Sabah kalktığımda önce tüm perdemi sonuna kadar açtım. Gözüm yoldan geçen çifte kayınca bir süre onları izledim. Gerçekten çok mutlulardı ve yanılmıyorsam aşık. Ben gerçek aşka inanıyordum bence aşk geçici değildi,aşk bağlılıktı, aşk tutkuydu aynı zamanda aşk acı demekti. Sevgi de sonsuzdu. Buna da inancım vardı. Aşk ve sevgi benim için  önemli iki kavramdı. Çünkü birgün bana da uğrayacağını biliyordum. Odamın kapısının çalınmasıyla gözümü çiftlerin üstünden çektim ve 'Girebilirsiniz'dedim.

"Mayıs hanım bugün okul kayıdınız yapılacakmış sizi kahvaltıya  bekliyorlar." Dedi adını bilmediğim hizmetçi. Kafamı aşağı yukarı doğru salladığımda kız odayı terketti ve beni benle baş başa bıraktı. Okula bir hafta sonra gideceğimi sanıyordum. Neyse ne.Hizmetçileri sevmiyordum ve onların bana hanım demelerini de istemiyordum hepsi benden büyüktü zaten. Bu duruma bir çare bulunmalıydı. Arkamı döndüm, banyoya ilerledim ve günlük işlerimi hallettim.  Aşağı indim ve masaya oturup ve herkese günaydın dedim.

"Günaydın Mayıs bugün nasılsın?" Soru Orhan abiye aitti.

"Daha iyiyim kusuruma bakmayın." Dedim peynirleri ağzıma götürürken. Çok obur bir kız olduğum söylenilebilirdi.

"Mayıs bugün okul kayıdın yapılacak ve sana bir haberimiz var." Dedi bu kez annem. Gene ne çıkacaktı acaba başımıza.

"Tabii anne seni bekliyorum."

"Mayıs biz aslında bu evde yaşamıyoruz bir aile apartmanımız var, amcamlar ve babaannemler ile beraber bir apartmandayız."

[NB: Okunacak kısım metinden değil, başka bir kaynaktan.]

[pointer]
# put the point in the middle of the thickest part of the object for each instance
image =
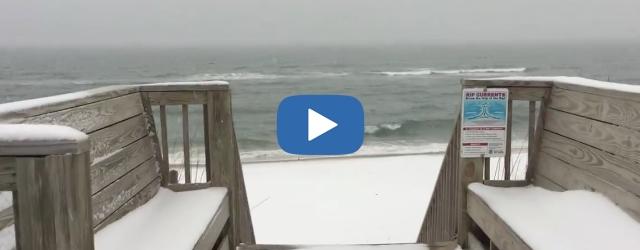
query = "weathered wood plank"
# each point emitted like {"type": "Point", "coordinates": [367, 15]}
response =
{"type": "Point", "coordinates": [531, 140]}
{"type": "Point", "coordinates": [504, 183]}
{"type": "Point", "coordinates": [215, 228]}
{"type": "Point", "coordinates": [120, 191]}
{"type": "Point", "coordinates": [177, 98]}
{"type": "Point", "coordinates": [491, 224]}
{"type": "Point", "coordinates": [164, 164]}
{"type": "Point", "coordinates": [136, 201]}
{"type": "Point", "coordinates": [120, 162]}
{"type": "Point", "coordinates": [544, 182]}
{"type": "Point", "coordinates": [227, 169]}
{"type": "Point", "coordinates": [611, 138]}
{"type": "Point", "coordinates": [471, 171]}
{"type": "Point", "coordinates": [608, 91]}
{"type": "Point", "coordinates": [397, 246]}
{"type": "Point", "coordinates": [611, 168]}
{"type": "Point", "coordinates": [607, 109]}
{"type": "Point", "coordinates": [186, 143]}
{"type": "Point", "coordinates": [189, 187]}
{"type": "Point", "coordinates": [7, 173]}
{"type": "Point", "coordinates": [15, 112]}
{"type": "Point", "coordinates": [537, 137]}
{"type": "Point", "coordinates": [61, 185]}
{"type": "Point", "coordinates": [507, 152]}
{"type": "Point", "coordinates": [152, 131]}
{"type": "Point", "coordinates": [6, 217]}
{"type": "Point", "coordinates": [110, 139]}
{"type": "Point", "coordinates": [527, 93]}
{"type": "Point", "coordinates": [94, 116]}
{"type": "Point", "coordinates": [571, 177]}
{"type": "Point", "coordinates": [440, 223]}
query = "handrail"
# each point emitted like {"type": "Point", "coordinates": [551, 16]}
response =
{"type": "Point", "coordinates": [222, 160]}
{"type": "Point", "coordinates": [446, 219]}
{"type": "Point", "coordinates": [52, 191]}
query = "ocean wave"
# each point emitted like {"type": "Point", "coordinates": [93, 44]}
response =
{"type": "Point", "coordinates": [261, 76]}
{"type": "Point", "coordinates": [416, 72]}
{"type": "Point", "coordinates": [233, 76]}
{"type": "Point", "coordinates": [477, 71]}
{"type": "Point", "coordinates": [426, 71]}
{"type": "Point", "coordinates": [408, 128]}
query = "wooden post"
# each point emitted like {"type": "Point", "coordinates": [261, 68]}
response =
{"type": "Point", "coordinates": [185, 143]}
{"type": "Point", "coordinates": [532, 128]}
{"type": "Point", "coordinates": [164, 166]}
{"type": "Point", "coordinates": [487, 168]}
{"type": "Point", "coordinates": [507, 154]}
{"type": "Point", "coordinates": [52, 196]}
{"type": "Point", "coordinates": [207, 147]}
{"type": "Point", "coordinates": [471, 171]}
{"type": "Point", "coordinates": [226, 167]}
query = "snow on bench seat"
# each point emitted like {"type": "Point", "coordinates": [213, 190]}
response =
{"type": "Point", "coordinates": [561, 220]}
{"type": "Point", "coordinates": [170, 220]}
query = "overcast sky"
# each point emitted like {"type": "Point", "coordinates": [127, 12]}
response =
{"type": "Point", "coordinates": [312, 22]}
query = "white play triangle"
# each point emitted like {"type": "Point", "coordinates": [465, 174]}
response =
{"type": "Point", "coordinates": [318, 124]}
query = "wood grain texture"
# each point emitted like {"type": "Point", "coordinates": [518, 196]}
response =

Haberi  Alperen söylemişti. Nedense bu çocukla iyi anlaşacağımızı düşünüyordum. Alperenle vakit geçirebilirdim ama gene de emin olamıyorum.

"Yani? "

"Bu ay apartman tamamen boyandı ve eşyalar yenilendi. Yarın taşınıyoruz haberin olmasını istedik." Galiba Orhan abiyi sevmeye başlıyordum. Çünkü bunu söyleyerek beni önemsediklerini anlıyordum.

"Hizmetçi olacak mı?" Lütfen olmasın. Lütfen.

"Hayır." Diyerek homurdandı Selin.

"Malesef Mayıs." Dedi bu kez Orhan abi. Hadi ama!

"Hayır bence bu süper bir şey." Dediğimde bana uzaylı görmüş gibi baktılar.

"Neyse hadi yaptıralım şu kayıdı. " Dedim ve sözüm üzerine hepimiz masadan kalktık.